From the two case studies of the biomedical engineering field presented in the previous section, it is apparent that the CWT/TOS-based domain has the potential to efficiently handle the responses of real-life complex systems, such as breath sounds and EEG signals, in an effort to reveal underlying valuable information of the systems' functionality. The presented cases exemplify the transition from the data space (i.e. breath sounds and EEG) to an enhanced feature space, where the more pragmatic nature of the process is adopted, taking into consideration its non-Gaussianity, nonlinearity and non-stationarity. Building on the latter, the combination of CWT with TOS is an enhancement on traditional Fourier-based TOS representations, clearly providing an added value to the bifrequency domain expressed via: (a) the natural addition of a time axis and (b) the bispectral representation of transients, as wavelets have an inherent constant-Q filtering property well suited for their detection.
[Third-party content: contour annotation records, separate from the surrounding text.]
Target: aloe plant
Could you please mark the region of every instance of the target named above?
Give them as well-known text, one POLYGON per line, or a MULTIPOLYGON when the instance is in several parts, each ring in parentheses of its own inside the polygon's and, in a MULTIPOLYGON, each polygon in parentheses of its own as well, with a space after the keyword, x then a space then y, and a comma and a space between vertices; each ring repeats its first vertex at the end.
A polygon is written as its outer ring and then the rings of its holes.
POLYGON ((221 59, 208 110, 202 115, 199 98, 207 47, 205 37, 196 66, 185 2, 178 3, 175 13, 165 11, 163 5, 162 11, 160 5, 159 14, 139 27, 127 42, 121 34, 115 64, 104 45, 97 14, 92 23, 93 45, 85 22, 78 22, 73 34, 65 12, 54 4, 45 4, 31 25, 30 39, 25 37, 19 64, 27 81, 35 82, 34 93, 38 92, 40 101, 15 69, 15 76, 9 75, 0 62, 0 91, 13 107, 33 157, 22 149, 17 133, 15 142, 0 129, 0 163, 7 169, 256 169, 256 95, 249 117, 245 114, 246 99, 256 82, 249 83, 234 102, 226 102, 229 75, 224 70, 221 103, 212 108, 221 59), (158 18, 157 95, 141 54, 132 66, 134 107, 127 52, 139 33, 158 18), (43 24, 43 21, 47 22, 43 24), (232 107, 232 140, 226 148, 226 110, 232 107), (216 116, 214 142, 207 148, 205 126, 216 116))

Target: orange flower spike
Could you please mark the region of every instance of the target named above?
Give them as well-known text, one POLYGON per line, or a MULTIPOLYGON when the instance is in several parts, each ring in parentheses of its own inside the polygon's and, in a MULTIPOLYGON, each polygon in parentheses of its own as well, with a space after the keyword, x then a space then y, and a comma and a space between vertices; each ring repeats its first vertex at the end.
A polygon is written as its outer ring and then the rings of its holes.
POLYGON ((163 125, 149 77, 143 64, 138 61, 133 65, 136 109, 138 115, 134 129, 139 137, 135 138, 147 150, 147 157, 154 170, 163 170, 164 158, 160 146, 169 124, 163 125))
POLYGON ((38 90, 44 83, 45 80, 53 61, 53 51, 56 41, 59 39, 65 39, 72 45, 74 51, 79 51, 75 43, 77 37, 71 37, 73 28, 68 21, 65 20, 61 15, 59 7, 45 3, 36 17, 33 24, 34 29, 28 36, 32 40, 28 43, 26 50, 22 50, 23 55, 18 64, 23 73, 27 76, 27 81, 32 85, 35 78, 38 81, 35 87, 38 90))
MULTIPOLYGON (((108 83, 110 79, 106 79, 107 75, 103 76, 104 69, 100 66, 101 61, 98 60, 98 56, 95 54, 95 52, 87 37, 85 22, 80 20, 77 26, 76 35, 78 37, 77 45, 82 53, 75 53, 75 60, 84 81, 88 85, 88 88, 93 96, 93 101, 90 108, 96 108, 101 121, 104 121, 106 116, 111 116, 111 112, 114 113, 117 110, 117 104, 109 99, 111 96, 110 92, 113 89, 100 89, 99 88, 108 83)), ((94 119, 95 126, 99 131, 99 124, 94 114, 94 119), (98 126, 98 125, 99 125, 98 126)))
Furthermore, QPC detection based on CWT/TOS reduces time averages to a minimum, thus permitting short-lived, pulsed and intermittent events to be resolved. Relatively short data sequences are sufficient to perform an analysis, in contrast to the Fourier-based TOS that need long time series to obtain both sufficient frequency resolution and statistics. Estimates of the noise contribution and error level of the CWT/TOS parameters provide a criterion for the reliability of the relevant analysis results. Powerful noise reduction is an integral part of the standard technique as non-coherent contributions are averaged out, thus weak coherent signals can be detected in very noisy data. Moreover, the CWT/TOS parameters are more independent of the frame of reference and may be expected to be more useful in experiments where measurement in the local frame of reference is difficult.

A positive aspect of the combination of CWT with TOS in revealing coupling dynamics is that it introduces a relatively general approach for any system of coupled nonlinear oscillators where temporal data can be obtained. It is a highly relevant problem in numerous fields of research, e.g. cardiorespiratory interactions, brain oscillations (e.g. in exploring prediction of plausible seizures in epileptic patients during sleep), neuronal systems, electronic systems, coupled lasers, chemical reactions, to mention some. Hence, the presented combinatory approach provides a promising general-use tool for studying the nature and strength of coupling between two (or more) nonlinear oscillators whose basic frequencies change considerably in time [40].

Finally, the ways forward are open, considering that numerous applications and even hybrid approaches could be built on the CWT/TOS combination. A characteristic example would be to create multiple image sequences of CWT/TOS bifrequency representations across the time axis for feeding a deep learning network (e.g. convolutional neural network [41]). Consequently, instead of presenting to the latter original data from a system's output, more enriched, pragmatic and denoised representations could be provided by the CWT/TOS ones, setting the ground for new synergies between advanced signal processing and machine learning fields.